Friday, March 30, 2018
THE KNOWN WORLD by Edward P. Jones
Like Jeffrey Eugenides' Middlesex (a novel with which it otherwise contrasts in virtually every way), Edward P. Jones's The Known World seems like a 700-page novel that has been severely pared down to a more commercially viable length. It remains, however, a good and powerful novel with flashes of startling originality and even brilliance. The tale of the escaped slave mailed in a packing crate to New York and freedom is worthy of Garcia Marquez or Rushdie at his 1980s best; the confrontation scene between Henry and Augustus (Augustus, striking Henry with a walking stick: "Thas how a slave feel"; Henry, snapping the stick over his knee: "Thas how a master feels.") possesses a primal tragic power and a visceral, gut-level greatness.
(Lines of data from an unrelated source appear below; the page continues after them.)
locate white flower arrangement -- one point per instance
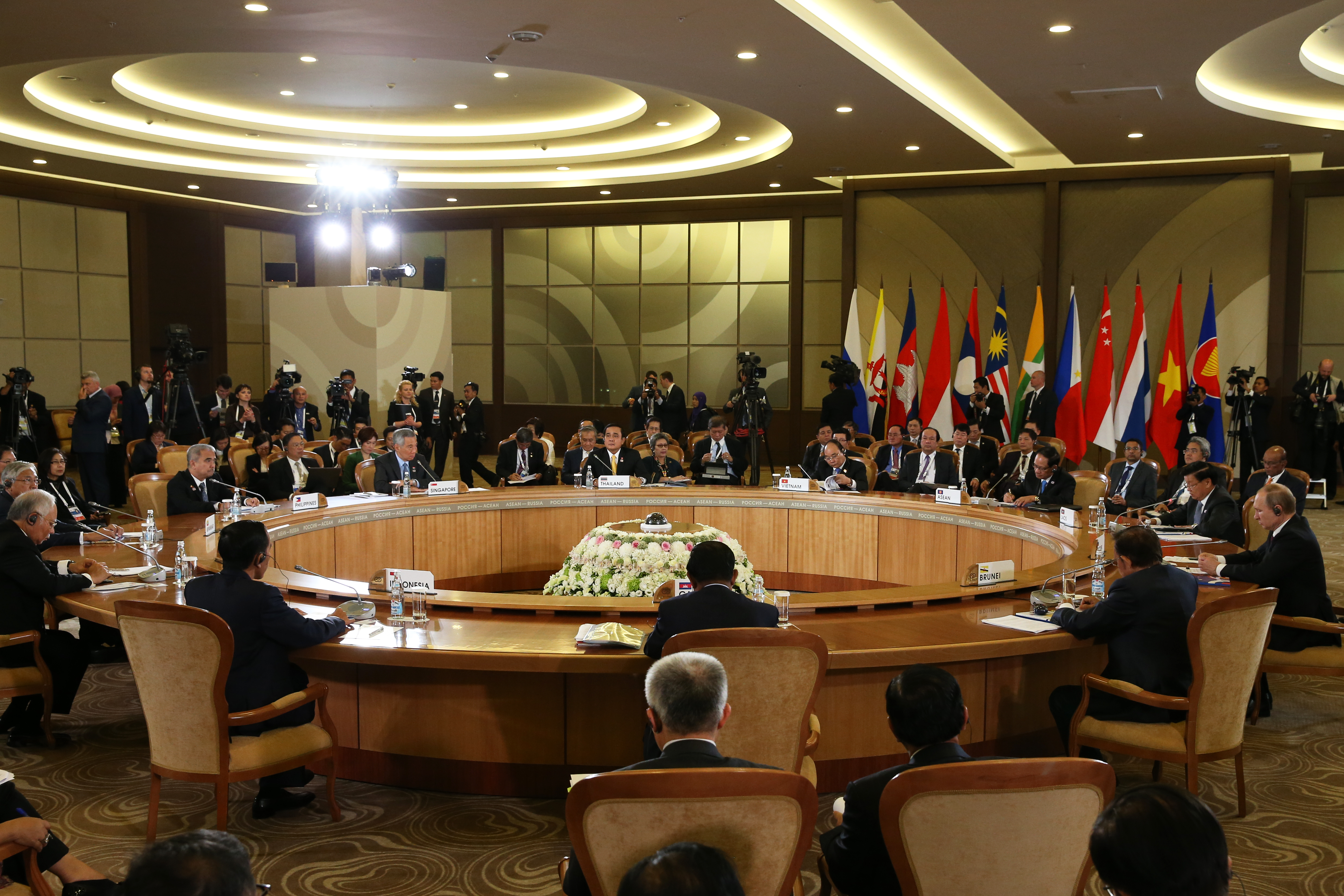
(608, 562)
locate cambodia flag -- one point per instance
(1069, 387)
(1205, 371)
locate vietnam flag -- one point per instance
(1163, 425)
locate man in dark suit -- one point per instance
(924, 471)
(720, 448)
(1134, 484)
(402, 461)
(1275, 471)
(1212, 511)
(1143, 624)
(689, 703)
(472, 438)
(437, 421)
(27, 582)
(89, 437)
(926, 714)
(265, 631)
(572, 472)
(1041, 405)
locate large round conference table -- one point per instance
(492, 695)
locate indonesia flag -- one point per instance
(1069, 387)
(937, 398)
(1136, 398)
(1100, 418)
(905, 387)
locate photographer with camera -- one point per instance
(347, 405)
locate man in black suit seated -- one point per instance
(1134, 484)
(522, 456)
(1289, 561)
(402, 461)
(1210, 511)
(1049, 484)
(926, 714)
(720, 448)
(1275, 471)
(195, 489)
(1143, 624)
(265, 631)
(924, 471)
(572, 472)
(689, 703)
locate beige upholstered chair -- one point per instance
(1034, 819)
(150, 492)
(1226, 641)
(181, 659)
(775, 677)
(763, 819)
(29, 680)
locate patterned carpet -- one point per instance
(426, 844)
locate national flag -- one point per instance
(968, 365)
(854, 353)
(875, 371)
(1136, 398)
(905, 387)
(1033, 360)
(1205, 371)
(1163, 426)
(1069, 387)
(937, 397)
(997, 360)
(1100, 417)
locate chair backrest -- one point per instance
(150, 492)
(173, 459)
(775, 676)
(763, 819)
(1226, 640)
(181, 659)
(973, 828)
(365, 476)
(1089, 486)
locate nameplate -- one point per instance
(983, 574)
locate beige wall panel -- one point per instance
(104, 307)
(527, 546)
(48, 236)
(314, 550)
(812, 534)
(103, 241)
(459, 544)
(368, 547)
(50, 304)
(764, 535)
(916, 553)
(9, 232)
(242, 256)
(467, 715)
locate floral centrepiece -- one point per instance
(611, 562)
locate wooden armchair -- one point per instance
(181, 659)
(1226, 641)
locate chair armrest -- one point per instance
(1134, 692)
(1310, 624)
(280, 707)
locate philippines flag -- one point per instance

Most stunning of all, though, is Augustus's kidnapping near the middle of the book, a scene in which the modulation from dark comedy to violent tragedy captures something of slavery's sadistic, absurdist evil that I've never before seen in American art. And even the novel's flaws are, for the most part, errors of ambition, 'positive' flaws: Jones tries to cram the whole history of his imaginary Virginia county into a single 388-page novel, and through judicious use of his signature flash-forwards, he almost convinces us; but the consequent thinness and uncertainty of his characterizations shows that William Faulkner chose the better road, spreading his Yoknapatawpha over an entire career's worth of books rather than stuffing the Snopses and Joe Christmas and Caddie and Temple Drake into a single seriously magnum opus. The Known World is not the second coming of Faulkner or Morrison, but it is very impressive for a first novel (more impressive, indeed, than the first novel of Faulkner and at least on a par with Morrison's The Bluest Eye), and hopefully it won't be this slow, deliberate writer's sole novel.